O segundo ciclo repressivo aconteceu em 1969 e não passou senão, na verdade, da continuação do primeiro, posto que os militares achavam que não tinham feito o trabalho completo, ou seja, a obra de repressão tinha ficado inacabada com a permanência ou o retorno de professores ditos esquerdistas aos meios universitários. Dessa feita, num momento de radicalização das forças armadas com a edição do Ato Institucional no.5, os militares se serviram de dois instrumentos jurídicos para continuar a “Operação Limpeza”, a saber, Decreto-lei no.477 (quase sempre lembrado como dirigido apenas aos estudantes) e do Ato Complementar no.75 (que proibia contratação de professores punidos por outras universidades públicas e privadas ou por centros de pesquisas.

Também no segundo ciclo, o critério para as ações repressivas foi o ideológico, e, do mesmo modo que no primeiro ciclo, existiram casos de professores que deduraram colegas por razões pessoais, com fundamento real ou falso.

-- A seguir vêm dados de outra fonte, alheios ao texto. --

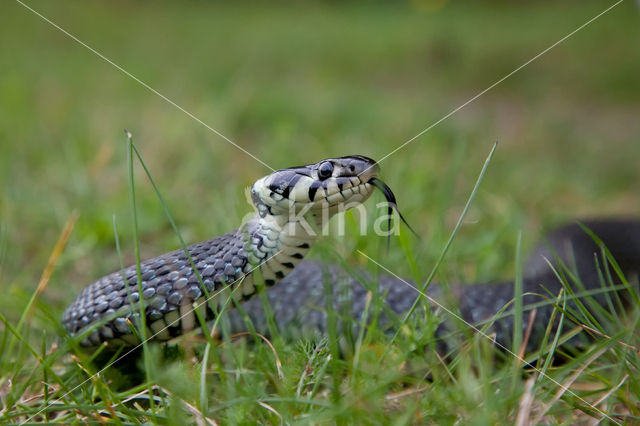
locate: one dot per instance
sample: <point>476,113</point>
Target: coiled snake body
<point>291,204</point>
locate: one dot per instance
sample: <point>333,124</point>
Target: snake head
<point>333,184</point>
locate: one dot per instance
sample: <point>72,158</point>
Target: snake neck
<point>275,244</point>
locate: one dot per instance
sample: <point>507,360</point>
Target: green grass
<point>293,84</point>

Eis aqui algumas universidades que tiveram professores atingidos: UFMG, USP, UFRJ, UFRGS, UNB, UFPB, UFPA, UFBA, UFRN, UFRRJ, UFJF e UFG. Citamos agora alguns nomes de professores atingidos no segundo ciclo: Florestan Fernandes, Emília Viotti da Costa, Fernando Henrique Cardoso, José Arthur Giannotti, Octavio Ianni Jean-Claude Bernadet, Paul Singer, Paula Beiguelmann Maria Yedda Linhares, entre outros. Quanto aos dirigentes afastados, reitores e diretores, vale listar, entre outros mais, os nomes de Hélio Lourenço, Gerson Boson, Ângelo Ricci, Rodolfo Behring e Lourival Vilela.

Antes de concluir essas anotações, devemos dizer que aqui não foram elencados professores ligados às ciências da natureza, que muitos professores foram obrigados a exilar-se em outros países, que professores foram presos e torturados em quartéis e que só é citado o caso de um professor morto – embora em determinada passagem do livro seja dito que alguns foram mortos. Nos dois capítulos mencionados, o historiador Patto não trata das ações repressivas sobre os professores universitários promovidas pelas Assessorias Especiais de Segurança e Informação. Num balanço muito rápido, é preciso ressaltar que o regime militar causou um enorme prejuízo à comunidade científica brasileira ao impedir que quadros docentes pudessem se reproduzir e praticar o magistério, continuar pesquisas em andamento e desenvolver projetos de extensão socialmente importantes, também brecados. Naturalmente, a direita universitária que já era majoritária nos campi do país inteiro saiu fortalecida desse processo repressivo – da mesma forma que aconteceu com a política partidária.